Once you are completed running SortMeRNA on all of your samples, you will have a number of folders equal to the number of samples you've run through SortMeRNA. They will be named what you have named them in your code (for this example, my output folder was named 94_sortme). In this folder, you will see 3 folders. One folder will be labeled "out". These are where your output .fq.gz files will be. We want the ones that we specified as "other" in our code, as this is where our non rRNA reads will be.

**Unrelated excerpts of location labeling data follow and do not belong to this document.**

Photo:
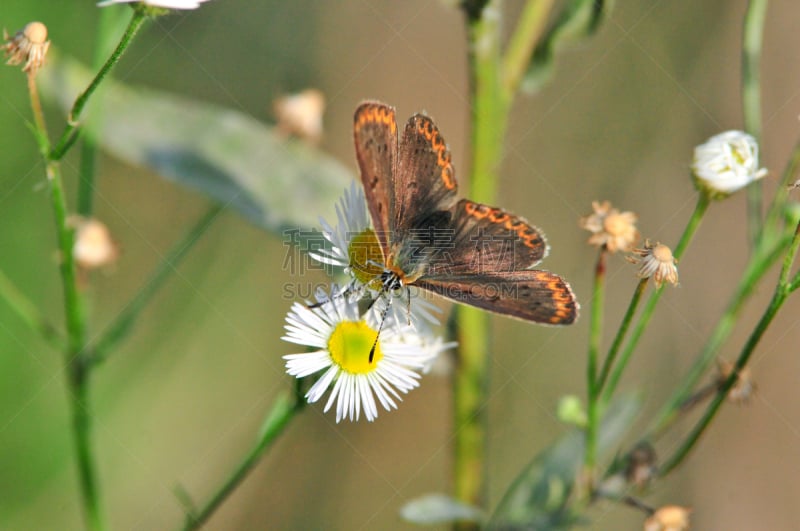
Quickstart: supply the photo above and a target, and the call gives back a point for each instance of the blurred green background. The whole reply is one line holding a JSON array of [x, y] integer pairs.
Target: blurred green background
[[183, 399]]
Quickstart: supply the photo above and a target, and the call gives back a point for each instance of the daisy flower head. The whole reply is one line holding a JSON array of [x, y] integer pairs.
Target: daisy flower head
[[726, 163], [362, 362], [610, 228], [29, 45], [656, 260], [354, 246]]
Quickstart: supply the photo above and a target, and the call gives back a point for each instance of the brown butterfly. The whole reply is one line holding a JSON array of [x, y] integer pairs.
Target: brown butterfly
[[465, 251]]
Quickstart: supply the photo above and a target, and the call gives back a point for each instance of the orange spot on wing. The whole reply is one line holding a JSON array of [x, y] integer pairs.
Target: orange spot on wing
[[376, 114]]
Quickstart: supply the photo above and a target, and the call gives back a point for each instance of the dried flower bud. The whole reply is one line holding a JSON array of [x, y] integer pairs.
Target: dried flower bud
[[301, 114], [744, 388], [29, 45], [641, 467], [656, 261], [668, 518], [611, 228], [94, 247], [726, 163]]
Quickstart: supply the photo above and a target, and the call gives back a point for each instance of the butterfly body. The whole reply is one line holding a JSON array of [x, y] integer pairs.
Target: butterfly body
[[462, 250]]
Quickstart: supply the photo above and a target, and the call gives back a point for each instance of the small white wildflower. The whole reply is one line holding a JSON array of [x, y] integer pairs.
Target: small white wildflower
[[359, 360], [656, 261], [93, 246], [355, 247], [726, 163], [29, 45], [301, 114], [610, 228]]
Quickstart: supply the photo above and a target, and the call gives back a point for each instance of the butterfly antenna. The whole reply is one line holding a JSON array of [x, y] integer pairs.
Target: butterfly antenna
[[380, 327], [408, 304]]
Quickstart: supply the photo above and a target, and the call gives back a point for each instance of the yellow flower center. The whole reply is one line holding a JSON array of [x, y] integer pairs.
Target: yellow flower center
[[350, 344], [366, 258], [663, 254]]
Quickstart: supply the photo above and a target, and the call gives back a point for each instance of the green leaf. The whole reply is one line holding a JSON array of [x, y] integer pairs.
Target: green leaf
[[578, 20], [274, 182], [433, 509], [539, 497]]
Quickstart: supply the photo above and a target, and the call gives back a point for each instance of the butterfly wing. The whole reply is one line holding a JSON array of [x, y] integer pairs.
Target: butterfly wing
[[375, 134], [483, 240], [424, 191], [532, 295]]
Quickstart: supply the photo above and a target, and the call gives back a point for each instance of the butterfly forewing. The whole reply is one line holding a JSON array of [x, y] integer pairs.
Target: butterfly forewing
[[375, 133], [425, 182], [465, 251], [532, 295], [486, 239]]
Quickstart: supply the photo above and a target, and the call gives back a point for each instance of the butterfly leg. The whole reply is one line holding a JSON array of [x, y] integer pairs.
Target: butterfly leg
[[380, 327]]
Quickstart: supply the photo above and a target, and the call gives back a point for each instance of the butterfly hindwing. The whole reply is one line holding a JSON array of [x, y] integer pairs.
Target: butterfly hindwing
[[485, 240], [532, 295], [375, 133]]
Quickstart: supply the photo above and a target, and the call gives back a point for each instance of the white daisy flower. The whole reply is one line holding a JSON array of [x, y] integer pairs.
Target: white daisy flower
[[356, 367], [726, 163], [355, 247], [352, 229], [169, 4]]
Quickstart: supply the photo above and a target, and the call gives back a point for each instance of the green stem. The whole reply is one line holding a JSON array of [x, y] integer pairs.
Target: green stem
[[107, 29], [471, 375], [283, 410], [28, 312], [78, 378], [75, 316], [595, 339], [756, 268], [527, 33], [691, 227], [778, 206], [70, 134], [686, 446], [623, 329], [124, 322], [489, 104], [751, 100], [470, 386], [75, 356], [87, 172]]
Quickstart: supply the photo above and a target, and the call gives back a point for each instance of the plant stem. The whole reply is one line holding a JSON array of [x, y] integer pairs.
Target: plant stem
[[471, 375], [70, 134], [28, 312], [283, 410], [124, 322], [470, 385], [691, 227], [776, 210], [758, 265], [782, 292], [592, 389], [623, 329], [526, 36], [751, 100], [75, 356], [492, 91]]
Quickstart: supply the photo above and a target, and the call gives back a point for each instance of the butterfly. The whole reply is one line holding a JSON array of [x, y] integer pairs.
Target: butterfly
[[462, 250]]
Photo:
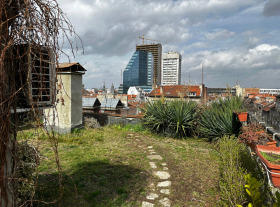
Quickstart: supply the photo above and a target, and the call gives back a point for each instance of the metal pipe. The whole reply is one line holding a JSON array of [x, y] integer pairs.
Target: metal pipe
[[267, 128], [273, 136]]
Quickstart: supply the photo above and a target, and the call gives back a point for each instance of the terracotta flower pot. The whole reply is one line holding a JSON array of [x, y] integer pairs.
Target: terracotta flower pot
[[271, 143], [275, 178], [242, 116]]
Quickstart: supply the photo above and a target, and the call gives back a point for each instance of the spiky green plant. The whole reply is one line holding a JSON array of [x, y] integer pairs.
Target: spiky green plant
[[170, 117], [218, 119]]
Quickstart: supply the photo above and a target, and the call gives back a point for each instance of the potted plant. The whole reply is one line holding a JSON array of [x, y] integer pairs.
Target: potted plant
[[254, 138], [270, 157], [253, 128], [242, 114]]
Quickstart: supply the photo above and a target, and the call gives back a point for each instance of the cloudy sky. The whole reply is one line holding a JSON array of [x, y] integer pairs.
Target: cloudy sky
[[237, 40]]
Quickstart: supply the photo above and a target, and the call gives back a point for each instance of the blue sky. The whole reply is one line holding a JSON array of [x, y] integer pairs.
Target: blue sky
[[237, 40]]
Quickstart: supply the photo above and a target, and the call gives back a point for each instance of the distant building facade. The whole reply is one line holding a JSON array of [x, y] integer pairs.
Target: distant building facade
[[171, 68], [156, 50], [139, 70]]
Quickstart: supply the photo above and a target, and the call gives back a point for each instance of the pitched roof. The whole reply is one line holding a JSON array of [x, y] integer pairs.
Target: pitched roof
[[175, 91], [90, 102], [70, 67], [111, 103], [269, 106]]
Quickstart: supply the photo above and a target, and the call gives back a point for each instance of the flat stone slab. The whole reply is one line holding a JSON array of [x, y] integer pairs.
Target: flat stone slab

Here's where it get's a little tricky. We were able to specify our output working directory, but not the output names of our desired .fq.gz files. We will have to go through and rename these files one by one in the CLI. To do that for this example:
cd /blue/juliemeyer/r.howard/sortmerna/94_sortme/out/
mv other_fwd.fq.gz TCP94_fwd.fq.gz
mv other_rev.fq.gz TCP94_rev.fq.gz
You need to repeat this process for every sample in order to rename these files or else they will all be labeled as "other" files. The next step is actually moving the files into another working directory, so that we can continue downstream analysis with just these files. To do that for all of these samples, run something like this code:
find /blue/juliemeyer/r.howard/sortmerna/ -type f -name "TCP*" -exec mv {} /blue/juliemeyer/r.howard/sortme_output/ \;
This command will move all files that start with "TCP" in the parent folder (sortmerna) to the destination folder (sortme_output).
I recommend running SortMeRNA 5-10 samples at a time, and these jobs can take around 2-3 days.